Peristiwa yang membuat JPO tak dapat digunakan itu terjadi dini hari dan disebabkan oleh muatan truk yang melebihi ketinggian maksimal, menurut laporan BPBD Jakarta.

“Jadi sementara kami biarkan begini, nanti jam peak hour selesai, kami akan tutup satu arah yang ke arah Blok M. Kita akan tutup habis. Yang ke sana kita tutup sebagian dulu, setengah. Karena kami tetap butuh turup di sebelah sana karena kan kondisi strukturnya tidak ada tiang di tengah. Jadi kami butuh lahan, baru kita lepas. Seperti itu penanganan kami rencananya,” kata Kasudin Bina Marga, Rifki Rismal, di lokasi kejadian, Selasa (14/7/2026).

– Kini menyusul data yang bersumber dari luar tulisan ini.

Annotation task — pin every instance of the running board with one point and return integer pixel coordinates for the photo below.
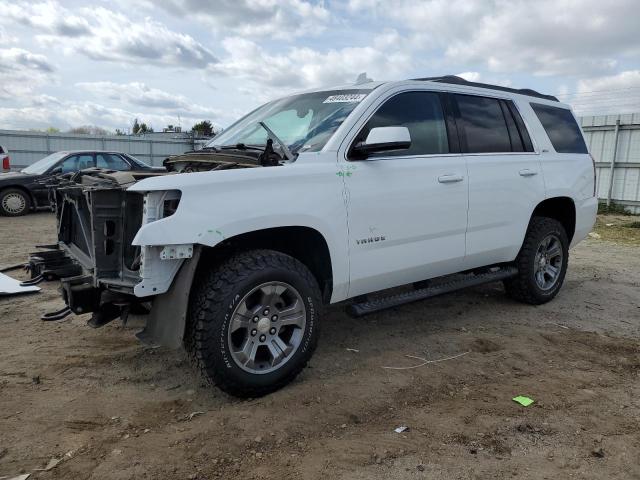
(377, 304)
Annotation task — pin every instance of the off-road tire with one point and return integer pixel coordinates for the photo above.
(523, 287)
(213, 299)
(16, 192)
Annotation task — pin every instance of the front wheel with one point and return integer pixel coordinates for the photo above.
(254, 322)
(14, 202)
(542, 263)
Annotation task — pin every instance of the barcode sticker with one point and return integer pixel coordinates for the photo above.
(346, 98)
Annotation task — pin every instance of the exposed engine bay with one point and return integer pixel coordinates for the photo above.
(211, 158)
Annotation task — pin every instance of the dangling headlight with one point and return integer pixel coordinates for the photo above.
(160, 204)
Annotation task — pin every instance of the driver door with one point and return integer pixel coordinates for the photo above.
(407, 209)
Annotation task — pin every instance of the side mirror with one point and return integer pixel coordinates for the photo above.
(383, 139)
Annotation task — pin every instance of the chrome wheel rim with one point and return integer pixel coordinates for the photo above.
(14, 203)
(267, 327)
(548, 262)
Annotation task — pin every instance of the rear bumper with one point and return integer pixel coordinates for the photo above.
(586, 211)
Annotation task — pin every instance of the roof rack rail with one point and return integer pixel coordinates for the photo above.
(453, 79)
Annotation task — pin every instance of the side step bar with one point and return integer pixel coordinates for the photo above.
(377, 304)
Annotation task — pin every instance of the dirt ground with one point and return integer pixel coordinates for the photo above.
(110, 408)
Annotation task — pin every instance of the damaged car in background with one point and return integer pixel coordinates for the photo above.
(422, 186)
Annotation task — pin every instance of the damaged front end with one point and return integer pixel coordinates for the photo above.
(98, 220)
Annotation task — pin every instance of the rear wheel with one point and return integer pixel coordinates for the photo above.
(542, 263)
(254, 322)
(14, 202)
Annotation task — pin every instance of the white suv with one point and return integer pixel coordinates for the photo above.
(433, 184)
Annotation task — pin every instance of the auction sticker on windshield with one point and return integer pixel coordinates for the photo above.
(346, 98)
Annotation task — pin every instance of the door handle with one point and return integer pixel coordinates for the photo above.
(450, 178)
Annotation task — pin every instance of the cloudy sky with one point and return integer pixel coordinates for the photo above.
(69, 63)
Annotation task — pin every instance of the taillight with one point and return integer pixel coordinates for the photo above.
(593, 161)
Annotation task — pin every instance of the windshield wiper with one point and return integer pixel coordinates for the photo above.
(242, 146)
(287, 153)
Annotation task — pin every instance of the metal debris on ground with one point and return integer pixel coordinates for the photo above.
(52, 464)
(190, 416)
(425, 361)
(11, 286)
(522, 400)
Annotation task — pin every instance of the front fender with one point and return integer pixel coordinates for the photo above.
(216, 206)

Rifki menyampaikan peralatan untuk membongkar JPO tiba sekitar pukul 10.00 WIB dan menargetkan pembongkaran rampung pada sore hari.

“Penanganannya kemungkinan kita alat-alat kami sedang meluncur, mungkin kita bisa action jam 10.00 WIB. Yang pasti pertama adalah kita pangkas dulu tuh atapnya dari JPO, karena kan jaraknya terlalu dekat. Kita putus dulu, baru kita lepas gelagarnya. Ya mudah-mudahan siang menjelang sore sudah selesai,” ujar Rifki.

Pengalihan Arus Dari Arah Pancoran

Kasudin Perhubungan Jakarta Selatan, Bernad Octavianus Pasaribu, mengatakan jalur dari arah timur atau Pancoran menuju ke arah barat atau Blok M yang akan dialihkan. Sementara arus dari barat menuju timur dinyatakan tetap seperti biasa.

“Ini kemungkinan arah dari timur ke barat itu akan penutupan, pengalihan, cuma kalau yang dari TL (traffic light) Pasar Santa arah ke timur kemungkinan akan tetap lanjut,” kata Bernad.

Rincian Rekayasa Lalu Lintas

Kepala Satuan Lalu Lintas Polres Jakarta Selatan, Kompol Mujiyanto, memaparkan skema pengalihan dari beberapa titik.

“Nanti yang dari arah timur yang mau naik layang flyover otomatis ada pengalihan di depan Polsek Mampang. Nanti dibelokin ke kiri atau diputar balik ke Trans TV. Kemudian yang dari Warung Buncit yang mau arah ke kiri, diturunin ke underpass. Underpass nanti ketemu di TL Kuningan. Jadi nanti bisa belok kiri yang arah ke Gatot Subroto ya,” kata Kompol Mujiyanto.

Rekayasa lalu lintas juga disampaikan oleh akun X TMC Polda Metro Jaya. Menurut informasi itu, kendaraan dari arah Tegal Parang yang menuju Santa atau Blok M sementara dialihkan melalui Jalan Mampang atau traffic light Mampang.

Penyebab dan Kronologi Singkat

BPBD Jakarta melaporkan kecelakaan terjadi pada pukul 00.30 WIB saat kendaraan towing alat berat melintas. Menurut BPBD, sopir truk tidak memperhitungkan ketinggian maksimum muatan sehingga menghantam JPO.

“Sopir kendaraan towing alat berat tidak memperhitungkan max ketinggian muatan,” tulis BPBD Jakarta, Selasa (14/7).

Tim terkait telah menutup sementara akses JPO dan menyiapkan peralatan untuk pembongkaran agar struktur yang rusak dilepas dengan aman dan lalu lintas dapat kembali normal setelah proses selesai.